A ideologia totalitária da “escola sem partido” é, na verdade, do partido único. Um só Deus, um só povo, um só saber. Também a educação adestradora, que se limita a formar mão de obra para o capital, não é a formadora de cidadania.
Ao denominar CONSCIÊNCIA entendemos que esta área da construção da cidadania ministrará saberes e os valorizará, explicitará gêneros e etnias e os respeitará, entenderá a necessidade cultural, afetiva e transcendente em cada ser humano e os colocará livres para agir e reconhecer idêntico direito aos outros.
Programas educacionais, culturais, de valorização nacional e de costumes regionais, são exemplos abrigados pelo orçamento da Consciência, que terá execução em todos os níveis federativos.
Fica evidente a necessidade permanente da discussão sobre a pedagogia e seus instrumentos para nos livrarmos dos cinco séculos de dominação por ideologias colonizadoras e vira-latismo. Nesta esfera libertaríamos os brasileiros da escravidão intelectual, do pensamento colonizado.
VOCALIZAÇÃO
Esta esfera, que seria quase automática, tornou-se extremamente difícil pela destruição, a partir do Governo Figueiredo, da informática brasileira. Gosto sempre de repetir que o Brasil fabricou com tecnologia própria, material nacional, mão de obra brasileira, em empresa pública e privada, os minicomputadores.
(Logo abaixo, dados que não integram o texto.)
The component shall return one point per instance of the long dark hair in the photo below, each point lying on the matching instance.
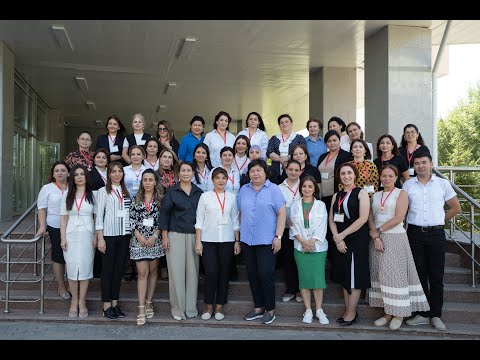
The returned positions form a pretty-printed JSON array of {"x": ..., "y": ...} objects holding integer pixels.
[
  {"x": 158, "y": 190},
  {"x": 72, "y": 187},
  {"x": 208, "y": 164},
  {"x": 261, "y": 125},
  {"x": 60, "y": 162},
  {"x": 420, "y": 138},
  {"x": 108, "y": 186},
  {"x": 316, "y": 191}
]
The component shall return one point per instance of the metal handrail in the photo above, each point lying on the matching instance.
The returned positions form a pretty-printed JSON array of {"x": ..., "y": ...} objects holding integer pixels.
[
  {"x": 470, "y": 220},
  {"x": 34, "y": 260}
]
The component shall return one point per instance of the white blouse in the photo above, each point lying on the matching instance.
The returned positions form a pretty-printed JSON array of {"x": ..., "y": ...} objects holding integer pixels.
[
  {"x": 233, "y": 181},
  {"x": 259, "y": 138},
  {"x": 215, "y": 143},
  {"x": 318, "y": 225},
  {"x": 215, "y": 226},
  {"x": 50, "y": 198}
]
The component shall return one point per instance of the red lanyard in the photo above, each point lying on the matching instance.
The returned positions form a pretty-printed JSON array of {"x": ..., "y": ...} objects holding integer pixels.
[
  {"x": 152, "y": 165},
  {"x": 59, "y": 188},
  {"x": 306, "y": 215},
  {"x": 340, "y": 201},
  {"x": 381, "y": 158},
  {"x": 149, "y": 205},
  {"x": 223, "y": 137},
  {"x": 87, "y": 159},
  {"x": 117, "y": 193},
  {"x": 81, "y": 201},
  {"x": 294, "y": 192},
  {"x": 204, "y": 173},
  {"x": 241, "y": 167},
  {"x": 137, "y": 173},
  {"x": 169, "y": 177},
  {"x": 327, "y": 160},
  {"x": 365, "y": 170},
  {"x": 222, "y": 206},
  {"x": 382, "y": 203},
  {"x": 232, "y": 179},
  {"x": 112, "y": 139},
  {"x": 411, "y": 155},
  {"x": 103, "y": 177}
]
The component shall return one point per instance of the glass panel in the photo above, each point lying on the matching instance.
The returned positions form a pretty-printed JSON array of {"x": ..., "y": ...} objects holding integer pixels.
[
  {"x": 32, "y": 117},
  {"x": 49, "y": 153},
  {"x": 42, "y": 131},
  {"x": 20, "y": 107}
]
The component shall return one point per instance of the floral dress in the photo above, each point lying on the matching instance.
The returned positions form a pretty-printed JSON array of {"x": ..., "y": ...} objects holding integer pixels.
[{"x": 146, "y": 222}]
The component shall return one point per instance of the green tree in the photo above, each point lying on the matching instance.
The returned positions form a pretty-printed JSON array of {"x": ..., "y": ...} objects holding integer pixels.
[{"x": 459, "y": 141}]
A continuidade deste projeto nacional seria a construção dos computadores pessoais e, daí, se chegaria facilmente aos tablets e celulares.
Tudo isso foi sendo desativado e destruído já no Governo Figueiredo, no de José Sarney e seus sucessores, sem exceção.
Vocalização exige hardware e software nacionais. Está intimamente vinculado ao projeto Soberania Nacional, sem o qual as Forças Armadas são meras forças repressoras de manifestações populares ou agentes policiais dos interesses do capital.
Mas podemos ter alguns avanços, reduzindo a expressão monopolista da comunicação de massa. Minha proposta, nada original, é que tenhamos – com definição precisa dos limites de cada um – três níveis, também com os orçamentos compulsórios para dois deles, de comunicação de massa.
O nível da comunicação estatal, quer nos níveis federativos quer nos poderes da República. Assim a TV e/ou rádio e/ou jornal e/ou revista do Município de Petrópolis, do Estado do Acre, da Justiça Federal, da Assembleia do Estado do Piauí. Primordialmente estes veículos transmitirão notícias de interesse da população atingida e programas culturais regionais.
O nível da comunicação pública, pelas redes públicas, com idênticos veículos da comunicação estatal, conforme foi constituída a Empresa Brasileira de Comunicação (EBC). Os alcances e as sedes seriam definidos pelas demandas e condições de atendimento. As televisões e rádios comunitários estariam qualificados neste nível.
Como menor alcance, o nível da comunicação comercial. Sendo aplicadas as restrições que limitem o domínio, ainda que local, da comunicação de massa.
Com o tempo, o desenvolvimento da informática brasileira permitiria o diálogo dos cidadãos entre si e com os órgãos públicos e privados. Por agora, a vocalização poderia ser usada nos Conselhos e nas Ouvidorias e Controladorias, com mais facilidade de acesso e rapidez de respostas.
Ainda devo voltar a este Projeto de Construção da Cidadania e agradeço, desde já, toda crítica, sugestão e correções de meus diletos leitores.